The Quarter Zip Strategy at Chanel
- Maryna Borysenko

- 2 hours ago
- 2 min read
Many PR methods of Chanel are short-sighted. This one I recommend taking note of.
In recent days, the fifth show of the brand under the direction of Matthieu Blazy has taken place. Starting from the second show, the designer comes out for the final bow in a uniform.
That was Métiers d'art 2026 in December 2025 when he first appeared in a quarter zip — fully plain but with small delicate logos — at the zip and at the back.
Three times it was a black sweatshirt, and at the couture show finale — beige. In the beige version, the designer also appeared in an interview with the Financial Times.
Designers’ clothing is a separate topic of discussion after shows. Perhaps over the past decade, even when it comes to luxury brands, the pendulum has shifted towards the democratisation of such looks, and towards designers themselves treating them primarily as a tool.
The motives are obvious — freeing oneself from routine tasks — including choosing what to wear — often helps redirect cognitive energy to priority work.
However — at a professional level — ignoring even such final touches is not commercially reasonable.
Luxury is an image you try to reach. Make this image ordinary — and you begin to rationalise the choice in its favour. Reason prevails over emotion — and over the wallet.
Such appearances are part of the narrative — a moment that should reinforce the emotion and hold the entire image together.
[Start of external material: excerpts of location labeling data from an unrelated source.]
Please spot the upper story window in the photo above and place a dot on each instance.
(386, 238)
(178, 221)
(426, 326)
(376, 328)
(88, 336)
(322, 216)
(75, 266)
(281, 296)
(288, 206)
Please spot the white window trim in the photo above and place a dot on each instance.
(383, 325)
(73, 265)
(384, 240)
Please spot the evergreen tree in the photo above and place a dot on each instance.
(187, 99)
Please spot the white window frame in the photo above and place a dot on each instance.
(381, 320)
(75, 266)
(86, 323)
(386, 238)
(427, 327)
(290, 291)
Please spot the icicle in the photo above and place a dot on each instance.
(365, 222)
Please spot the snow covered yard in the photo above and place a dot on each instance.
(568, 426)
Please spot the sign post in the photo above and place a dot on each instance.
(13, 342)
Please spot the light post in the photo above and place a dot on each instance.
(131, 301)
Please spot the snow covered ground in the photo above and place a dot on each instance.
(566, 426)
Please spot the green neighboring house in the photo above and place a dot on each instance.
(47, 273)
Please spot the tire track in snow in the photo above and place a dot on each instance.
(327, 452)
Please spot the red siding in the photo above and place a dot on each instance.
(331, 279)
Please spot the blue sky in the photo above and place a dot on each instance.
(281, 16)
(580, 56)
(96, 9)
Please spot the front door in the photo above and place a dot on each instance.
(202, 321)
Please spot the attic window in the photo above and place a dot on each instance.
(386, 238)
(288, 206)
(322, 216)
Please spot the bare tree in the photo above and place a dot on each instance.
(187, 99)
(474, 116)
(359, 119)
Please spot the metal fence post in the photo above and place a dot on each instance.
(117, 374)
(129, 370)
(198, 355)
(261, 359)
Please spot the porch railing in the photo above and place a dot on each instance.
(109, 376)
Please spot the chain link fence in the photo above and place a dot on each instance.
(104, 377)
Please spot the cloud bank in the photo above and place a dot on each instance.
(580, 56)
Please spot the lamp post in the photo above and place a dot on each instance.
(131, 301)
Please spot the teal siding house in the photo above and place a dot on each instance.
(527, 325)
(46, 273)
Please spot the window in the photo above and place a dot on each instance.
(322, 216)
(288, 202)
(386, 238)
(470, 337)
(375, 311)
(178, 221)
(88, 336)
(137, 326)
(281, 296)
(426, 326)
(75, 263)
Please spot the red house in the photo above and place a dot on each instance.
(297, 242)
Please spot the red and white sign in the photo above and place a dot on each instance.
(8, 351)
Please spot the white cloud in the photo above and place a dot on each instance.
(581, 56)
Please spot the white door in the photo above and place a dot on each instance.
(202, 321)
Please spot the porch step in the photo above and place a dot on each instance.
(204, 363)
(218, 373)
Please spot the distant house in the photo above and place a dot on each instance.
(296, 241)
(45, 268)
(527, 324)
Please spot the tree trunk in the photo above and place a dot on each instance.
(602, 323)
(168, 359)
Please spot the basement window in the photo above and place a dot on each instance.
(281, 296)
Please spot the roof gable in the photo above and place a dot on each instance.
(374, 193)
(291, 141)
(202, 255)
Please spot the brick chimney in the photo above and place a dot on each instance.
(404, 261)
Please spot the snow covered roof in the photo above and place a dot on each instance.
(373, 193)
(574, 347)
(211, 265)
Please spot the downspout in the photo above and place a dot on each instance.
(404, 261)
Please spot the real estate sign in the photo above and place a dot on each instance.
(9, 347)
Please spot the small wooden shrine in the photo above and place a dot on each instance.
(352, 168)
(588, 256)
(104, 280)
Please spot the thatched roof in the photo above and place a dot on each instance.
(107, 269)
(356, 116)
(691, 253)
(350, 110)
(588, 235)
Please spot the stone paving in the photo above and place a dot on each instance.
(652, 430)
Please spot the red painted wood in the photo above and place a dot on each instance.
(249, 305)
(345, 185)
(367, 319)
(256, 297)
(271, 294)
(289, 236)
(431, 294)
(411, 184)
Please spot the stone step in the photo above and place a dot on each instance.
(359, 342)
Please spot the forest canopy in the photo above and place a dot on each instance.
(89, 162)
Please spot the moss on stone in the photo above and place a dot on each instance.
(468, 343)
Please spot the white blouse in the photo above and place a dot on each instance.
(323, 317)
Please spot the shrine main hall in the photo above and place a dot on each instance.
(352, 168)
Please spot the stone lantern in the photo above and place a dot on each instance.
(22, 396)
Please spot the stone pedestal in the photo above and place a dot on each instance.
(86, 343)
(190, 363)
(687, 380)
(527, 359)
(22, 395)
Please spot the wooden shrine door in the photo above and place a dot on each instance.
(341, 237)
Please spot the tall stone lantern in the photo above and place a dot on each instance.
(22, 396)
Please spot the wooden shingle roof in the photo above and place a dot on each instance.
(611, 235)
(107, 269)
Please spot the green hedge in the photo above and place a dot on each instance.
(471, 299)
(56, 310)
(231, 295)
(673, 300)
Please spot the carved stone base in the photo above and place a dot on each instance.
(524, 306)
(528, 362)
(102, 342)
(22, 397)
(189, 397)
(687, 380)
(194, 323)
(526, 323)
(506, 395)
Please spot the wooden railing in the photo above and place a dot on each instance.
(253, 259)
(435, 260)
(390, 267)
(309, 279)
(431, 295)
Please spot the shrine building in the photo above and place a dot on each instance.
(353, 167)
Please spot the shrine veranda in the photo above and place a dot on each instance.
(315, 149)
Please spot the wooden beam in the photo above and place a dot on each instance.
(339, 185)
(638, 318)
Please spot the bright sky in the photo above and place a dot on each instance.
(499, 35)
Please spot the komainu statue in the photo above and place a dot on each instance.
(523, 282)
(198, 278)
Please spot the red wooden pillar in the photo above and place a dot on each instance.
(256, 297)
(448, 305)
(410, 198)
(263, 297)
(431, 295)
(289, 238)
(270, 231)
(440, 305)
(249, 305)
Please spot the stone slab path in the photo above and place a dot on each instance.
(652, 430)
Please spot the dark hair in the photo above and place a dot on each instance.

When they break that rhythm, the story loses its final note.
I had been thinking about how to approach this topic in a practical way for some time — since reading the conversation of Haider Ackermann, designer of Tom Ford, with The Cut. There he said that he drinks his morning coffee at home in a cashmere coat and silk scarf.
I was both fascinated by the effortlessness of such an elevated image, and at the same time questioning — how PR and communications teams can approach the designer with such an idea so that it is not perceived as pressure or as an attempt to break individual self-expression?
And then I look at Matthieu Blazy in a quarter zip — and at how the brand milks the momentum. Such models will appear on sale very soon.
The beige quarter zip — identical to the one Blazy wears — appeared in the opening look of Métiers d'art 2026. In the cruise collection, the same model was presented in Breton stripes.
The look itself suits Matthieu — he looks comfortable in it, much better than many male ambassadors in so heavily pushed unisex tweed jackets.
So an organic solution appears on its own — it is enough to delicately propose that the designer develops a piece for himself.
The brand will naturally close runway storytelling and integrate it into the offering, while the designer is relieved from exhausting routine choices of clothing. Win-win.